This is somewhat similar to Marc Galanter's "Why the Haves Come Out Ahead." that artichoke is so impactful that it had an retrospective issue of Law and Society dedicated to it 25 years after its initial publication. I had heard that it was initially widely rejected by law reviews and included this in remarks I made at a panel at a Law and Society meeting in Budapest in 2001. Marc was in the audience and I asked him from the platform how many actually rejected it. He said "All of them." I asked how many he sent it to. To which he replied "All, I mean all." I asked "You mean something like 125?" He nodded his head affirmatively and remarked that he fortunately had a very understanding dean who urged him to stick with it and resubmit it. He did and as they say, "The rest is history."

If any visitors to this blog have not as yet read it, I suggest that your time doing so would be well spent and you would find that the article has a timeless nature to it which is actually somewhat sad.

Bill Turnier

Sorry about "artichoke" but such are the dangers of using an iPad with it's auto spell checker and not carefully proofreading. Maybe it will stimulate this hungry fir food and knowledge to read Marc's excellent article.

Michelle Meyer

I assumed that "that artichoke is so impactful" was a reference to an adage of which I had been previously unaware, in which a rich, complex, multi-layered argument is likened to an artichoke, perhaps somewhat like the peeling away layers of an onion metaphor. (I've not read the paper in question, so I can't say if it is in fact multi-layered -- though I'll be sure to read it now.) I confess I'm a little sorry that this was just an auto correct incident.

Jeffrey Harrison

Al, now you've ruined it. When Leiter or someone does a ranking of the least cited articles, this article will be in it and oodles of people will begin citing it as one of the least cited and it will fall from the rankings.
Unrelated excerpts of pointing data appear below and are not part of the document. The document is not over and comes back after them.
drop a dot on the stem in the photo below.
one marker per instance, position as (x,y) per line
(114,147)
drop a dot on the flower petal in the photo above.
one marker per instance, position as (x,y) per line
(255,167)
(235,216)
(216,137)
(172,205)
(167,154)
And, Bill, Artie Choke used to play sax in a 1960s modern jazz group. I thought this was a very inside joke.

Alfred Brophy

I think you're right, Jeff! Now this will start being cited more -- maybe people will even read it. It's actually quite an interesting article and I think shows how student surveys can be good teaching devices, as well as tell us something about attitudes about policy.

Then again, it has a ways to go to before it's in the range of Sunstein's most-cited article (which I think has more than 850 citations).